Market Structures and Demand Curves

Market Structures and Demand Curves

The dairy farmers operate in a perfectly competitive market. The market has many buyers and sellers of the same product, and none can influence the market price. Similarly, it is hard for the consumers to tell the difference in the product to determine its origin. Dairy products sold by the various farmers are homogenous products. Contrary, Starbucks operates in a monopolistic market structure. The firm can differentiate its products from what other coffee houses offer. The consumers can tell the difference in the products and services offered.

Others suppliers include MacDonald’s, Peet’s Coffee and Tea and Dunkin’ Donuts. These firms compete under Monopolistic market hence facing a downward sloping demand curve. The firms under this market structure sell differentiated products (Lipsey, & Chrystal, 2015). The downward demand curve implies that the firms have market power that would allow them to increase prices for goods without losing all customers. Similarly, the firms must lower their prices if they want to sell more output.

Monopolistic firms have face downward sloping demand curve because of the presence of close substitutes. Therefore, the greater the product differentiation, the less elastic is the demand (Lipsey, & Chrystal, 2015). It means that the advertising budget for the firms is high if they want to attract more customers. Conversely, in a perfectly competitive market, there are no advertisement costs because buyers and sellers have perfect knowledge about the market.

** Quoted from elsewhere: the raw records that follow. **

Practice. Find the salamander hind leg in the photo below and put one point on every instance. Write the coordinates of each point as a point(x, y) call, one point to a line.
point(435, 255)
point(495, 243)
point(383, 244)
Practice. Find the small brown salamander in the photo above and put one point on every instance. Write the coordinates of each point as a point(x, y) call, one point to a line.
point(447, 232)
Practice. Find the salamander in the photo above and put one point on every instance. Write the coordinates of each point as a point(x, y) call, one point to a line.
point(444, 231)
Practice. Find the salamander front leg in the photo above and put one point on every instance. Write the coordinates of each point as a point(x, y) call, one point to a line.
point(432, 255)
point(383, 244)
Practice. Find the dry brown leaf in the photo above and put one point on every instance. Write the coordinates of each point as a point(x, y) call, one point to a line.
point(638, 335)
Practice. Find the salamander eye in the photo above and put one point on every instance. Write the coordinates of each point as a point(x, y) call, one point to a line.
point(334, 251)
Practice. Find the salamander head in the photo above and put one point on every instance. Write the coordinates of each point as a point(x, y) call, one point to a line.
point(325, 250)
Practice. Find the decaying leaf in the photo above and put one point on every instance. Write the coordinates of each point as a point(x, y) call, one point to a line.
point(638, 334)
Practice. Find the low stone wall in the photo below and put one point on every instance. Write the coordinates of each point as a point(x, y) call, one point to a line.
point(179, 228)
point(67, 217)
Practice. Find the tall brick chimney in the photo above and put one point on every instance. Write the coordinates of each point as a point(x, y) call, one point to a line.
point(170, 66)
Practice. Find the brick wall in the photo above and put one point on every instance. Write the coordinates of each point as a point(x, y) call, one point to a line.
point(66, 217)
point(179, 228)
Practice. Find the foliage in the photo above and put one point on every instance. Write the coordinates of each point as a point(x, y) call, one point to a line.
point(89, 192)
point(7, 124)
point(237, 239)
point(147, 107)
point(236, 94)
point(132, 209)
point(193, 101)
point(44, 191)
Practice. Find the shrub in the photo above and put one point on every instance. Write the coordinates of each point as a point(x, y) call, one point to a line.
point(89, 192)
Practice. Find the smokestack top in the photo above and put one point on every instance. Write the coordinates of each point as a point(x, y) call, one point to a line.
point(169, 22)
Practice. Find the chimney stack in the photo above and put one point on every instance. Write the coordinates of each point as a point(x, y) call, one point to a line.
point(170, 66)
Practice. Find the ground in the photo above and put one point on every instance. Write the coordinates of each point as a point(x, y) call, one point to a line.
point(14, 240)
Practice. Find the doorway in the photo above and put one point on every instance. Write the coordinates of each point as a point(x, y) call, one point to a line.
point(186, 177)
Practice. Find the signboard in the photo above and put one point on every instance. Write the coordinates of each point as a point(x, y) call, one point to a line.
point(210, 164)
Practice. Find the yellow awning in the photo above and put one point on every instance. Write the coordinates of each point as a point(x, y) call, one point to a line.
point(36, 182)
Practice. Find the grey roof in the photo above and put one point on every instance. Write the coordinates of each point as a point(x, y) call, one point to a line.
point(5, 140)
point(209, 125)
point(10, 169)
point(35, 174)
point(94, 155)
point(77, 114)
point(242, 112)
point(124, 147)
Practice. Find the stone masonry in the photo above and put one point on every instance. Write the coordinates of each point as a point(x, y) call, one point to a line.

Barriers to Entry and Competition

Barriers to entry entail situations that prevent competitors from entering the market (Besanko, Braeutigam, & Gibbs, 2011). In circumstances when the market has barriers to entry, not many firms would have the ability to operate in that market. Therefore, the level of competition in the market would be low.

With greater barriers to entry, the level of competition fall and this will create more powers to the existing firms, which will behave like a monopolist. Since the firms focus on maximizing profits, they will charge higher prices and produce less output. Being a sole seller, the monopolist will consider what price to charge its customers (Besanko, Braeutigam, & Gibbs, 2011).

The government-imposed barriers to entry give the business owner an exclusive right to prevent other firms from using patented product. Therefore, others sellers would not have the chance to operate in this market unless they get a license from the government. With market power, the firms will charge higher prices and produce less output thus affecting the consumers.



Besanko, D., Braeutigam, R. R., & Gibbs, M. (2011). Microeconomics. Hoboken, NJ: John Wiley.

Lipsey, R., & Chrystal, A. (2015). Economics. Oxford: Oxford University Press.